ARLINGTON – In 2015, when North Shore won its first state championship under Jon Kay, at that time the second-year head coach said he was still following the blueprint of his mentor David Aymond.
In 2019, standing in the tunnel of AT&T Stadium with yet another gold medal hanging around his neck, the now-three-time state champion head coach credited his mentor - who won 229 games over a 24-year career with one state title - again.
"If you look at it and you've been around a while, you see Coach Aymond's fingerprints all over this program and I wouldn't have it any other way," Kay said. "He texted me last night. Still a guy that I reach out to when need be and is always willing to help.
"We're following his blueprint."
Well the blueprint is working.
Since Kay took over for Aymond in 2014, the North Shore football program has risen to become one of the powers, if not the power, in Houston.
The Mustangs under Kay have gone 73-15 and won state titles in 2015, 2018 and 2019 - the most successful Houston-area football program in the last decade. Katy is the only other team to win two titles in the 2010's, claiming crowns in 2012 and 2015.
"I think it was our kids buy in of what we've been doing as a staff for the last five-six years," Kay said about the sustained success. "Just trying to constantly improve and making that the focus."
What North Shore can add to the resume is being back-to-back state champions. That is an accomplishment that hasn't been done since the Katy Tigers did so in 2007 and 2008.

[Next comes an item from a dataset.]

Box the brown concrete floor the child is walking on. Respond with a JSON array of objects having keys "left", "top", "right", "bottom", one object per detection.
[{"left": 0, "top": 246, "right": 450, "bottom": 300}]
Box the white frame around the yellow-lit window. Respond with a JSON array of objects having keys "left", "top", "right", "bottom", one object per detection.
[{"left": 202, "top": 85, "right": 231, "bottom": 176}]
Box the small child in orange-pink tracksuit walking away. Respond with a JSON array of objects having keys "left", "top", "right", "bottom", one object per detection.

"I was preparing for that one outside, I thought it was coming," Kay said with a laugh when asked about going back-to-back. "We really hadn't talked about going back-to-back or winning championships. I don't know if that's really sank in yet."
Looking towards 2020, the Mustangs will try and get back to a third-straight title game just like those Katy teams did.
So, start talking about a three-peat?
"It starts in January," North Shore quarterback Dematrius Davis, who won his second-straight State Title Game Offensive MVP Award, said. "Get better with the underclassmen and people in my grade. As long as we just get prepared, we'll be good for next year."